Just like the real thing, this Glass Onion has layers.
Glass Onion: A Knives Out Mystery begins as a group of friends receive an elaborate puzzle box. A gift from their wealthy friend, the box is an invitation to a weekend of fun in his private Greek island and they all accept with glee. Excited to enjoy their sun-soaked, luxurious getaway, the group is surprised to find out that Detective Benoit Blanc has also been invited to the party, with a note suggesting that there is a murderous edge to the holiday.
Bigger and flashier than the original, Glass Onion: A Knives Out Mystery is yet another twisty tale brought to life by writer/director Rian Johnson that is sure to delight audiences. Throughout his career, Johnson has proven himself to a filmmaker who likes to play with the toys that he has been given. Whether it’s the mind-and-time-bending Looper, the divisive Star Wars: The Last Jedi or this film’s predecessor, Knives Out, Johnson thoroughly enjoys taking conventional storytelling and flipping it it’s on its ear. With Glass Onion, Johnson once again takes the tropes of mystery storytelling and gives himself the freedom to move around the pieces that he’s placed on the board in unexpected ways.
Featuring an entirely new cast of characters, Glass Onion stars Edward Norton, Leslie Odom Jr., Dave Bautista, Janelle Monae, Kate Hudson, Kathryn Hahn, Cadelyn Cline and Jessica Henwick. (And that’s not even to mention the numerous cameos throughout the film.) Even so, the through line to this franchise remains Daniel Craig‘s performance as Benoit Blanc. After the success of his daring detective in the previous film, one cannot help but fall in love with his Southern drawl and brilliant mind.
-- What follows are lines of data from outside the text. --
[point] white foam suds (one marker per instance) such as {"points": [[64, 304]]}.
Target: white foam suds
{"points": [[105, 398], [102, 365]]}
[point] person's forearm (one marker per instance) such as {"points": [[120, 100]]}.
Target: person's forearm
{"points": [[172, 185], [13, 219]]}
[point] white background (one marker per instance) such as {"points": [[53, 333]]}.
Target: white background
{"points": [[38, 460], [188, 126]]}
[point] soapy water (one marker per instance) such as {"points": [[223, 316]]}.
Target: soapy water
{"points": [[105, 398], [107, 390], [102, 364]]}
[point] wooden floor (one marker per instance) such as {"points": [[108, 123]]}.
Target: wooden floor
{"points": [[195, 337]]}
In Onion, Craig once again positively owns the role and plays it with such glee that one hopes that he continues in the role for years to come. (Unlike his time as Bond, Craig has indicated his interest in continuing as the sleuth ‘until the day [he] dies’.) In Blanc, Johnson has truly created a unique opportunity here. Because each mystery is an original creation that is entirely separate from the next, Blanc can feature in innumerable sequels with new challenges every time. As long as Johnson‘s writing continues to stay strong, there’s no doubt that Blanc has the potential to become as iconic a sleuth as Poirot or Holmes.
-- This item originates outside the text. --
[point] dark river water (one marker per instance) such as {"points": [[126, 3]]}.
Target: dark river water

And Johnson still has some tricks up his sleeve.
Without question, this film feels larger in scope than its predecessor. Interestingly, Onion feels like it has more at stake than Knives Out’s basic premise of ‘the last will and testament of an ageing recluse’. To suggest any major plot points in the film would be a disservice to the fun so you’ll find no spoilers here. However, whereas the first film built primarily with themes of legacy and ‘old money’, Onion focusses more on new money in the New World. Social Influencers are as highly regarded as politicians and everyone has their hand out. Admittedly, there is less social commentary in Onion than the original but one cannot deny its shot at the power of the social media industry.
And, as with all murder mysteries, the battle for power is very much in play.
What’s more, this is a film about knowing what matters. Whereas some desire fame and fortune, others see the potential fallout that taking steps in this direction may cause. In this world, the consequences of one’s actions extend beyond the financial bottom line and lean the question of the nature of justice. (But, again, I promised no spoilers.)
All you ultimately need to know is that, Glass Onion is a delight from start to finish. Fast-paced and very, very funny with its murderous mayhem, Johnson once again peels away the layers of that this Onion conceals until the truth is eventually revealed.
And, as long as Benoit Blanc is leading the investigation, long may these Knives remain Out.
Glass Onion plays for one week exclusively at TIFF Bell Lightbox beginning November 23rd and arrives on Netflix on December 24th, 2022.